Rachel maintains that it is now becoming more essential for us to pay attention to our mental health on a daily basis. “We tend to our oral heath each day by brushing our teeth,” she says. “ But what do we do to take care of our brains?
And Rachel should know. Training with the world’s leading mindfulness institutions, in Bangor and Oxford, she has been practising mindfulness, meditation and yoga since university days and has continued to work with children and young adults from all walks of life and with a wide range of challenges for some time.
Resilience and wellbeing are cornerstones of her teaching and she believes they are essential in supporting us through the many challenges of life.
We asked her for some advice on managing our mental wellbeing.

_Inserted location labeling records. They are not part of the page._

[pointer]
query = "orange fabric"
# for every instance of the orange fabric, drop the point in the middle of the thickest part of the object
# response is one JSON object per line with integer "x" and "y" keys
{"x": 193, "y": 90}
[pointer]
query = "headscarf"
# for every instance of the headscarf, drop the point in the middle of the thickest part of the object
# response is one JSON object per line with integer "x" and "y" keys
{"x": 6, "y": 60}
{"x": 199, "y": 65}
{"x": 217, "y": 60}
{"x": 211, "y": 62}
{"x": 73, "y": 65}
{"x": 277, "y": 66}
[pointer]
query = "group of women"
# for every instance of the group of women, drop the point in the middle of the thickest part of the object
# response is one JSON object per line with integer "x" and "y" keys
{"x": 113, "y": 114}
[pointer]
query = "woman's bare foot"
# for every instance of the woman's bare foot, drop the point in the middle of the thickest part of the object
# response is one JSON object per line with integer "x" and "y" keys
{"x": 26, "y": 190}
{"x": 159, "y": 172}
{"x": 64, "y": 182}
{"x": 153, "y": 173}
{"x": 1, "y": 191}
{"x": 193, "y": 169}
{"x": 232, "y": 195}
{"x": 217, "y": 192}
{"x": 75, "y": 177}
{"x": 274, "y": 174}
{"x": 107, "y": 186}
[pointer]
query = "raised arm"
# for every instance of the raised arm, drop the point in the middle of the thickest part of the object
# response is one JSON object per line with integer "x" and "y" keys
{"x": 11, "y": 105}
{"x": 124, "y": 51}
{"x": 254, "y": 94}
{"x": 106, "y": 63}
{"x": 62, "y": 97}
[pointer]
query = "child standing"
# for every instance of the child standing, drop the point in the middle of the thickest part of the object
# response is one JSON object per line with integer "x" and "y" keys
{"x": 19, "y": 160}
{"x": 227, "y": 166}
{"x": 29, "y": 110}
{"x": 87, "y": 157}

“Anxiety asks: ‘What might happen in the future?’ and depression dwells on past mistakes. Both of these can be counteracted with an increased ability to be in the here and now, the present moment. When we’re grounded and calm, we’re able to work through emotions and memories in a healthy way.

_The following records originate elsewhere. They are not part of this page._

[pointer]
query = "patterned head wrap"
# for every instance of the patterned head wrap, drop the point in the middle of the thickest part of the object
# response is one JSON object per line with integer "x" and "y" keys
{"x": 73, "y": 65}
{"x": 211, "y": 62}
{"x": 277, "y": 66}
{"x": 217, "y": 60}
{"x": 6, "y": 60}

“Mindfulness meditation builds upon concentration practices. Here’s how it works:
“Go with the flow – In mindfulness meditation, once you establish concentration, you observe the flow of inner thoughts, emotions and bodily sensations without judging them as good or bad.

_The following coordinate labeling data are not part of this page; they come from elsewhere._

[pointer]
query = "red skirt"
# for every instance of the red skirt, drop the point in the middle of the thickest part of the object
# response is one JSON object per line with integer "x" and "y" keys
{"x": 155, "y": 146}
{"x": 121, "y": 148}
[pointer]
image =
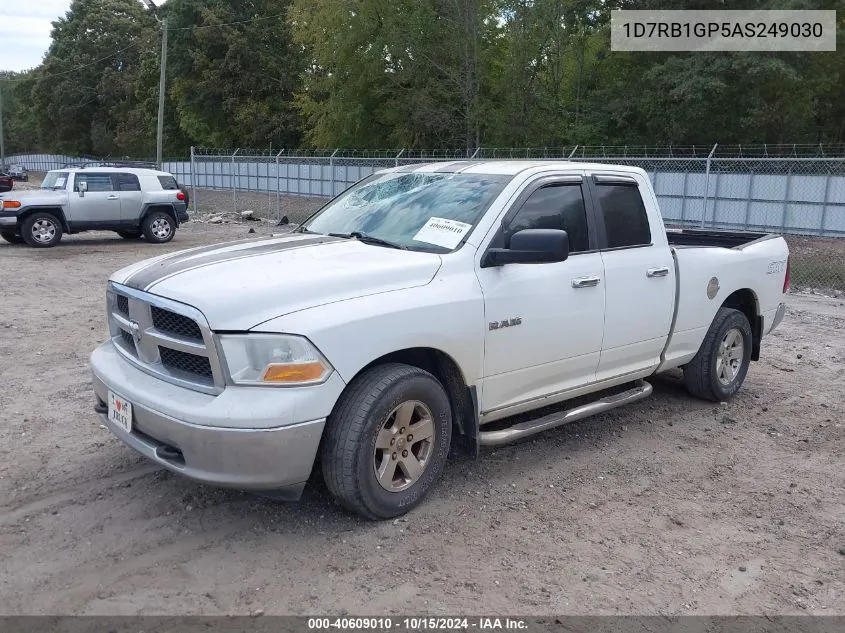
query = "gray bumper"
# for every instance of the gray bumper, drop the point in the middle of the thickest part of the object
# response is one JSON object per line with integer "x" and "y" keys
{"x": 8, "y": 218}
{"x": 274, "y": 459}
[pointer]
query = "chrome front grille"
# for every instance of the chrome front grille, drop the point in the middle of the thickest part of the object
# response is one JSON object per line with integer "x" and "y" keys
{"x": 176, "y": 324}
{"x": 164, "y": 338}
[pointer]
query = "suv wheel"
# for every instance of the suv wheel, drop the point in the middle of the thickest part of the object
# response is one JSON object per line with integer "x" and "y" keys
{"x": 41, "y": 230}
{"x": 11, "y": 237}
{"x": 158, "y": 227}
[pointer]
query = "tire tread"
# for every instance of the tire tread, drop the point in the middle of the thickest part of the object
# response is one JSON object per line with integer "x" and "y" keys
{"x": 346, "y": 429}
{"x": 698, "y": 372}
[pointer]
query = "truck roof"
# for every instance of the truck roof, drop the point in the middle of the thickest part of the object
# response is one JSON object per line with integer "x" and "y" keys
{"x": 122, "y": 170}
{"x": 505, "y": 167}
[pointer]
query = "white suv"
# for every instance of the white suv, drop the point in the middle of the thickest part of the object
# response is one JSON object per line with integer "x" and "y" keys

“Pay attention – You also notice external sensations such as sounds, sights and touch that make up your moment-to-moment experience. The challenge is not to latch onto a particular idea, emotion or sensation, or to get caught in thinking about the past or the future. Instead, you watch what comes and goes in your mind and discover which mental habits produce a feeling of wellbeing or suffering.
“Stay with it – At times, this process may not seem relaxing at all, but over time it provides a key to greater happiness and self-awareness as you become comfortable with a wider and wider range of your experiences.
“Practice acceptance – Above all, mindfulness practice involves accepting whatever arises in your awareness at each moment. It involves being kind and forgiving toward yourself.”
“Some tips to keep in mind:
“Gently redirect – If your mind wanders into planning, daydreaming or criticism, notice where it has gone and gently redirect it to sensations in the present.
“Try and try again – If you miss your intended meditation session, simply start again.
“By practising accepting your experience during meditation, it becomes easier to accept whatever comes your way during the rest of your day.”